Tra il 2014 e il 2020, ci sono state 42.548 denunce per violenza sessuale in Italia. Non sono disponibili dati specifici sulla violenza sessuale, ma per quanto riguarda lo stalking per quasi la metà dei casi è stata chiesta l’archiviazione e solo per il 42% dei casi di maltrattamenti in famiglia è iniziata l’azione penale. Bisogna inoltre considerare che secondo le ultime statistiche disponibili, risalenti al 2014, solo il 12% delle vittime denuncia una violenza subita dal partner. La percentuale si abbassa al 6% nel caso di violenze perpetrate da non partner.

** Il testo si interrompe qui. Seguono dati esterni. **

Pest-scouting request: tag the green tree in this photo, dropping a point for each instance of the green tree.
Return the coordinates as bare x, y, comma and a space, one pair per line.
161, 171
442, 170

Questi dati non significano affatto che le denunce presentate siano false. La falsa denuncia di violenza sessuale è infatti un fenomeno molto raro e un uomo nella propria vita ha più probabilità di subire una violenza che di esserne accusato ingiustamente. Il basso tasso di procedibilità della violenza sessuale e della violenza di genere nel suo complesso è anzi un problema documentato e riconosciuto, a cui si è provato a porre rimedio anche con una legge come il Codice rosso. Lo stato italiano è stato più volte condannato dagli organismi internazionali per la sua inerzia nei procedimenti di violenza di genere e il rapporto Grevio del Gruppo di esperte sulla violenza contro le donne del Consiglio d’Europa ha sottolineato come il nostro Paese non faccia abbastanza per garantire che gli autori di violenze vengano condannati.
A questo si aggiunge un sostanziale disinteresse da parte delle autorità: “Il Grevio ha tentato di trovare una spiegazione a questi bassi tassi di condanna, ma sembra che le autorità non abbiano condotto un’analisi dei possibili fattori che contribuiscono a tali cifre, ad esempio esaminando il tipico percorso dei casi di violenza basata sul genere attraverso la catena delle indagini delle forze dell’ordine, del procedimento e del processo, e provando ad individuare i punti in cui può verificarsi l'abbandono del caso”, si legge nel rapporto.
“Tale analisi sarebbe necessaria per indagare su quanto affermato dalle organizzazioni di donne, secondo cui i rapporti delle forze dell’ordine a volte sono vaghi e insufficienti a supportare un'azione legale, mentre i tribunali penali spesso fanno discriminazioni nei confronti delle donne, sottovalutano le conseguenze ed i rischi della violenza basata sul genere, fomentano pregiudizi e stereotipi sessisti ed espongono le donne ad una vittimizzazione secondaria”.
Sono molte le ragioni che portano all’archiviazione: la notizia di reato è infondata, il fatto non costituisce reato o è di particolare lievità oppure, come nel caso di Rimini, non si riescono a identificare gli autori. Se vivessimo in un Paese in cui la giustizia penale corrisponde alla giustizia vera e propria, allora potremmo misurare la frequenza e la gravità della violenza sui dati che abbiamo a disposizione. Ma sono più eloquenti quelli che non abbiamo: se centinaia di donne e ragazze hanno raccontato di essere state molestate e hanno preferito non denunciare (per ora) è perché ripongono più fiducia nella loro voce che nel sistema giudiziario. Questo dovrebbe farci porre molte domande, su cosa non funziona e magari persino sul valore che la giustizia e il sistema carcerario hanno in una società che normalizza e tollera la violenza a tutti i livelli. Ma è più facile gioire per un’archiviazione, come se la cultura dello stupro fosse una scaramuccia tra uomini e donne e non un fondamento della nostra società.